Most voters don’t pay that close attention. If government isn’t working the way they want it to, they blame it on whoever’s in the White House.

Quite seriously, I’ve come to believe that if the Dems win the White House but not the Senate next year, we’re screwed for years to come. If they can’t win the Senate, better to lose the White House as well. They’d regain the Senate in 2022 for sure, and have the trifecta when they won the Presidency in 2024.

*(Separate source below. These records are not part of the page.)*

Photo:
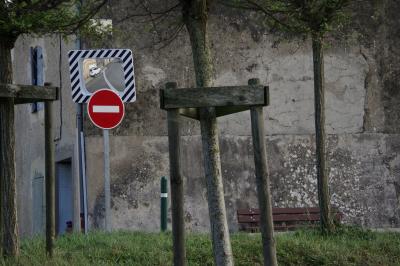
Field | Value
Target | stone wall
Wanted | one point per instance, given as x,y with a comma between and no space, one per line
361,109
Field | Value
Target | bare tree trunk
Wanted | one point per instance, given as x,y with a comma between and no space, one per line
8,206
50,177
319,101
176,179
195,19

I think midterm elections are virtually always hard on the President’s party. Your post appears to assume that the president will be a D in 2022. I’m not convinced that’s an outcome we should be assuming at this point. As for your questions:

  1. no one knows now how the races “end up”. We don’t even know who the challengers will be yet, bit it seems reasonable to say that the 2022 Senate map appears to favor the Dems.

  2. if the president is a dem, there’s a good chance Senator McConnell and the Republicans allow very little to actually happen in terms of major legislation or nominations. If the president is an R, I still expect very little legislation to pass because of the filibuster, but you’d see many more nominees confirmed, similar to today.

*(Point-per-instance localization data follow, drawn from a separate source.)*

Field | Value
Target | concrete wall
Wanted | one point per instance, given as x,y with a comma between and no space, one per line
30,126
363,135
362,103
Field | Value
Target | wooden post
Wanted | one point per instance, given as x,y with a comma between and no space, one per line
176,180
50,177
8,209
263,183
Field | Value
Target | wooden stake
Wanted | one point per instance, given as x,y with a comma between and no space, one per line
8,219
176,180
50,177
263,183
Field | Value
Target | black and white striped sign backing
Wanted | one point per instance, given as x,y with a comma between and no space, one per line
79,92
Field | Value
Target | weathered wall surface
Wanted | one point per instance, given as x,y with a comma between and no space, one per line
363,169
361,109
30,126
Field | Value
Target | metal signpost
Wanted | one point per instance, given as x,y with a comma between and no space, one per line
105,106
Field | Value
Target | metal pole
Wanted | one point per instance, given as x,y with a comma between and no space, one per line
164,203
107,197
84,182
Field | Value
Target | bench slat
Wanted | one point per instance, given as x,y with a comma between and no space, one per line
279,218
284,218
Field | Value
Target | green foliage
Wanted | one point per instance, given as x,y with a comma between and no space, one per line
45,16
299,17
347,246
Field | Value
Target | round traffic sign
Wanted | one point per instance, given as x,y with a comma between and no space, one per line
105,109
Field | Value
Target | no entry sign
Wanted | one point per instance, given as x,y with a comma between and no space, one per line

Yes, that is in fact the hypothetical: “Here are the assumptions for the hypothetical. The Democratic presidential candidate wins in 2020…”

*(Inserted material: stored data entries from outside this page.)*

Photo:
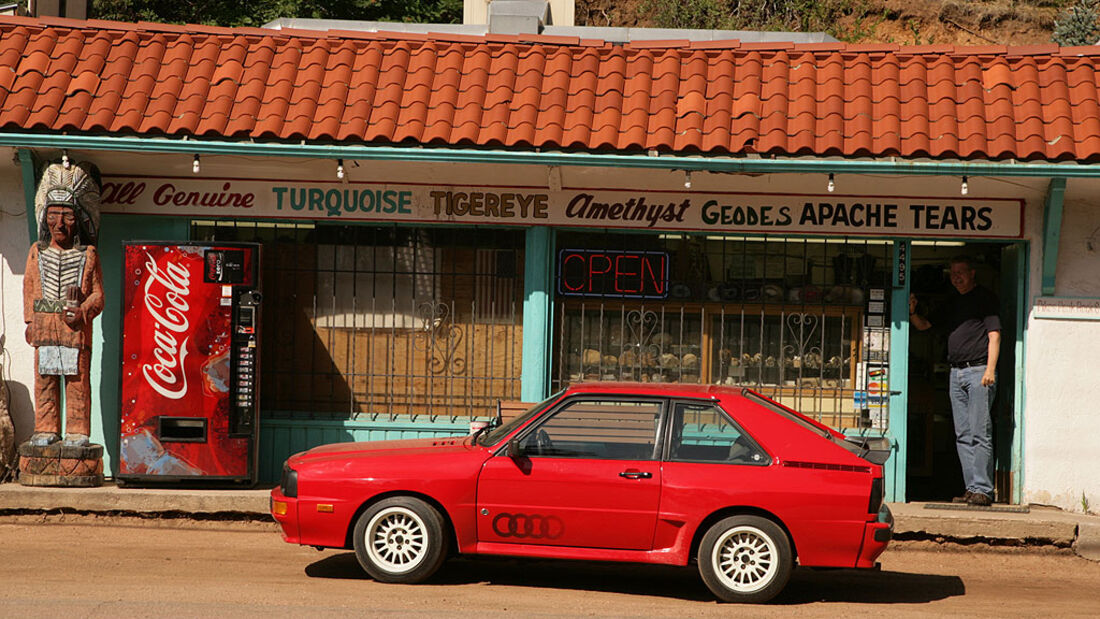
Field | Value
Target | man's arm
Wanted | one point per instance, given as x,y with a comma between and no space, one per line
994,352
915,319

You can always start a thread with a different hypothetical.

One thing to consider is assuming a D President and an R Senate, does McConnell want to spend 2 more years just throwing sand into the gears? He’s not getting any younger. With Obama, I think it was personal. Perhaps McConnell didn’t like all the attention this hotshot freshman senator was getting and went all the way to the presidency.

The president’s party usually does get whacked in the midterms, but there was a ton of dark money thrown at battleground senate races in 2016 assuming a Hillary win.

I’m not going to even hazard a guess at what motivates Mitch McConnell. But he’s invested much of his life in obtaining certain political outcomes, and if another 2 years in the Senate is what it takes to make sure they aren’t reversed, I’d bet on him being there.

OP has a good point, as I alluded to 7 months ago:

So 2022 looks good! Still, it would be sweet to take control after 2020 rather than spending another two years in Purgatory.

It seems bizarre, but RTFirefly (“If they can’t win the Senate, better to lose the White House as well”) might not be wrong.

2012 was a weird year though, with Indiana and Missouri blowing winnable races with dumb comments on rape. North Dakota has such a small population that Heitkamp was a fluke, the demographics changed in the 6 years with Texans moving there for the energy industry plus some Native American voter suppression.

IMHO the problem with this analysis is that RBG has a fairly decent chance of not making it till the fall of 2024. If she doesn’t having that trifecta in 2024 won’t be of much use.

Not to mention the many federal judgeships that will be coming open between now and 2024.

Most of whatever bulwark against authoritarianism we’ve seen holding in the past two years, has been the federal judges. To simply shrug about an increasingly right-wing bench is an extremely short-sighted position to take.